AWS Public Sector Blog
Calling All Data Scientists to Help Improve Cancer Screening Technology
Two out of every five people in the U.S. will be diagnosed with cancer during their lifetimes and the number of new cancer cases will rise to 22 million globally within the next two decades, according to the National Cancer Institute (NCI). And as research organizations work to find a cure, the same technology behind improved voice assistants and credit card fraud detection—artificial intelligence—could also help improve cancer screening and save lives.

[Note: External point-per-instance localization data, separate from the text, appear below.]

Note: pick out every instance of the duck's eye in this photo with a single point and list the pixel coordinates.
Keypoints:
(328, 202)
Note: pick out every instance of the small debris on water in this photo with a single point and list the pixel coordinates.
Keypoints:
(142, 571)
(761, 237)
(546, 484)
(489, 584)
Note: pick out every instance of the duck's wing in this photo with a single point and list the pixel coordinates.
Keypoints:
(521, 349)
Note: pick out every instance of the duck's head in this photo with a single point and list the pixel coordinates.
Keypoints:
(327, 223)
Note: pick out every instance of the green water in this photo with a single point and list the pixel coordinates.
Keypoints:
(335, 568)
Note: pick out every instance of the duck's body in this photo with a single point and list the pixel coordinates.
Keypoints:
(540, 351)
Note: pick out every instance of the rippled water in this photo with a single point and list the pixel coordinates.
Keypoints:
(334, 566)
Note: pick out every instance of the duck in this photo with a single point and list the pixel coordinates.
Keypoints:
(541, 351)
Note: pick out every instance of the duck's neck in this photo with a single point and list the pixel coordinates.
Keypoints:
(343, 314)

Through Machine Learning and Artificial Intelligence, participants of the third annual Data Science Bowl, have the chance to improve lung cancer screening technology that can reduce lung cancer deaths by 20 percent.
The Data Science Bowl competition was created by Booz Allen Hamilton in partnership with Kaggle. Amazon Web Services is proud to sponsor the 2017 Data Science Bowl, which aims to inspire everyday citizens, data scientists, and medical communities around the world to work together and improve the success rate of low-dose CT scanning, using training and test datasets directly provided or facilitated through the National Cancer Institute.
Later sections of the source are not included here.